What I liked less was what came later. Molly's rampage on the bad-guy aliens felt too contrived and out-of-character, and wasn't really the kind of destruction I like. It was also hard to take the bad guys seriously since they were given no background (was the name "Dabesi" created by taking an anagram of "baddies" and subtracting one 'd'?) and were slaughtered so easily.
The ending with the portal felt drawn-out and confusing. There was a lot of description of the spatial layout, but I never really understood it. I had a similar problem with the space elevator construction site in the follow-up.
On to Hollowed Ground. I liked almost everything about it. In particular, everything Molly does in the flashbacks is great (picking at a tree "like it was a daisy", unexpectedly picking Mike up from the bottom of the ravine, etc). The amount of exposition seemed just right to me, and the pacing felt just right, too. The scenes all had enough room to breath, but also none of them overstayed their welcome.
I liked the illustrations, too. In particular the one of Rihanna in the old city was great.

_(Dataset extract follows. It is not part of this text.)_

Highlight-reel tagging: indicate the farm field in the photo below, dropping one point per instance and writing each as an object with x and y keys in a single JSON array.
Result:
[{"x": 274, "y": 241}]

I will say I was a bit disappointed by the ending. The sudden revelation that Mike has such one-of-a-kind, irreplaceable value that he can get anything he wants out of the government(s), plus a faction of independent AIs personally loyal to him, feels like a cop-out. And I would have liked to have seen Molly's point of view at the end; the ending leaves her ultimate feelings about Rihanna and Mike's past (and how much about it she learns or doesn't) unclear.